The government’s past three attempts to make it punishable for people to conspire to commit a crime — even if they don’t act on the plan — has been so unpopular and widely criticized that the bills submitted to the Diet in 2003, 2004 and 2005 were scrapped without even a vote. The Abe administration’s latest attempt to revive the controversial scheme — in an amendment to the law against organized crime — seeks to win public support by characterizing it as anti-terrorism legislation, ostensibly narrowing the scope of its targets and adding more conditions to establishing a criminal case.
It is important to bolster measures to forestall acts of terrorism. Whether the planned legislation is the correct way to do so is a question that should be answered when it is submitted to the Diet for deliberation. Ordinary citizens and lawmakers alike should also be aware that the very nature of criminalizing the acts of plotting and preparing for crimes will result in greater surveillance of people’s activities by investigative authorities.
The government and the ruling coalition say the lack of such legislation keeps Japan out of sync with much of the rest of the world, pointing out that it is among only about a dozen countries that have yet to ratify a 2000 United Nations treaty aimed at fighting global organized crime because it lacks such a domestic law.
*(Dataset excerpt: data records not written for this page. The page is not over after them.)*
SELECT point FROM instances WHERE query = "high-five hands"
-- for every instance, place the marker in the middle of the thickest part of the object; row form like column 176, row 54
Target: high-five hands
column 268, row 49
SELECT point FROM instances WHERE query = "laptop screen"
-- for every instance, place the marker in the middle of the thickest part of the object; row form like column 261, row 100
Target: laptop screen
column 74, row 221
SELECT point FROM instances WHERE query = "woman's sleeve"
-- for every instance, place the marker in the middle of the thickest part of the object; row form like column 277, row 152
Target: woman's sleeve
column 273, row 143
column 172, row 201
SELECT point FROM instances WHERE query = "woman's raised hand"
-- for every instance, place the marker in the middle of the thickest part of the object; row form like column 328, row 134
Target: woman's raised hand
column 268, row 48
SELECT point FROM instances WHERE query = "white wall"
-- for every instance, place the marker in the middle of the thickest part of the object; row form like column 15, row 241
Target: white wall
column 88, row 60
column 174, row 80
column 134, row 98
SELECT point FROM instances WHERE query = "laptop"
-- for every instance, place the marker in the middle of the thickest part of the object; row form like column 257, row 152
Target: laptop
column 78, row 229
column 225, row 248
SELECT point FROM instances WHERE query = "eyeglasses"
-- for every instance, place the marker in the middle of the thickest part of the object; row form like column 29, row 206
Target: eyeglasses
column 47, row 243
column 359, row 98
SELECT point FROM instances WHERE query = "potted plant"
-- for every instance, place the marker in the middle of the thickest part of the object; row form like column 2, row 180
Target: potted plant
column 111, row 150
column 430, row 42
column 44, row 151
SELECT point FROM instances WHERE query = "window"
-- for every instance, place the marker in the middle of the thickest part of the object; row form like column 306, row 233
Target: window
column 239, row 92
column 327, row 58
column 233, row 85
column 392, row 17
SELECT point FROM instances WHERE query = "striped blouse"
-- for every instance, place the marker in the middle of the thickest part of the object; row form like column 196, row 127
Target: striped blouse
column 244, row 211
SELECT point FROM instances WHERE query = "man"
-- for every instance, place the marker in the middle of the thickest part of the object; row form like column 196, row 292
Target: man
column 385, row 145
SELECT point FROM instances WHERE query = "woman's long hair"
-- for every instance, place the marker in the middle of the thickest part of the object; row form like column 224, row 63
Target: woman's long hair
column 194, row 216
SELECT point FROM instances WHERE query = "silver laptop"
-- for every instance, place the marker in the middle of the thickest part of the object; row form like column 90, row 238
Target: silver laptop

Opponents say there’s no need for such blanket legislation since the Penal Code already provides for the punishment of people who prepare to commit a range of serious crimes such as murder and that these provisions should enable the nation to join the U.N. convention.
A new version of the legislation reportedly prepared by the administration of Prime Minister Shinzo Abe for deliberation in the Diet this fall states it will target “organized crime groups” — an apparent response to criticism that “groups” identified as targets in the previous bills are so broadly defined that even businesses, citizens’ groups and labor unions could be targeted. The planned bill will punish people when they not only plot and agree to commit crimes but actually prepare to carry out the acts, for example, by raising funds or procuring the necessary equipment — after the previous versions raised concern, rather sarcastically, that people might be prosecuted for discussing and concurring to kill somebody they don’t like while drinking at a bar.
Critics of the plan charge that the legislation’s targets will remain vague as long as it’s the investigation authorities that determine what constitutes “organized crime groups,” and that the act of “preparing” for a crime would be subject to broad interpretation and could be applied to a wide range of activities. Such features, they say, would allow investigators to expand the law’s reach at their discretion.
Preparing to carry out grave crimes such as murder would be punishable by up to five years in prison. People could be punished by up to two years in jail for planning other types of crimes covered in the legislation, while plotting and preparing for petty offenses will not be punishable.
Under the Penal Code, people are in principle prosecuted for the act — or attempted act — of committing a crime. But people can be punished for preparing to commit certain serious crimes such as murder, kidnap for random, burglary, arson and counterfeiting. There are no legal provisions for penalizing the act of conspiring to commit a crime, aside from rare exceptions such as plotting an insurgency. The Japan Federation of Bar Associations has long criticized the government’s attempts to create a provision against conspiring to commit more than 600 types of crimes, saying it would shake the foundation of the nation’s penal law system.
Now the bill prepared by the Abe administration states that “preparing for terrorism and other organized crimes” will be penalized, although the broad range of crimes to be targeted, including such offenses as theft and fraud, will be unchanged from previous bills.
Lawmakers in Abe’s Liberal Democratic Party began calling for the legislation after 130 people were killed in multiple terrorist attacks in Paris last November. Officials are said to have readied the latest version of the legislation as early as last fall. The fact that the Abe administration waited so long to prepare it for deliberation in the Diet appears to reflect ongoing concerns over the legislation and the administration’s desire not to have a Diet debate on the bill affect popular support for the ruling coalition in the Upper House election in July.
The world has since been swept by a wave of terrorist attacks, including an incident in Dhaka in July that left 20 hostages, including seven Japanese, dead. With the ruling alliance having secured sweeping victories in the July election, it would not be surprising if the administration thinks that the legislation dressed up as an anti-terrorism measure would finally win public support, especially as there is a strong case for beefing up security against the threat of terrorism as Japan prepares to host the 2020 Summer Olympic Games.
If the administration submits the legislation in the Diet session this fall, its merits and potential problems should be scrutinized. One thing that seems certain is that the legislation will inevitably require the investigative authorities to step up their public surveillance activities. The police and prosecutors were recently given more surveillance tools when the enactment of relevant laws for reform of the criminal justice system in May enabled them to use wiretapping in a wider range of criminal investigations. The legislation, if enacted, will likely prompt investigators to use such tools more often. Lawmakers involved in discussing the bill must be cognizant of the possible consequences.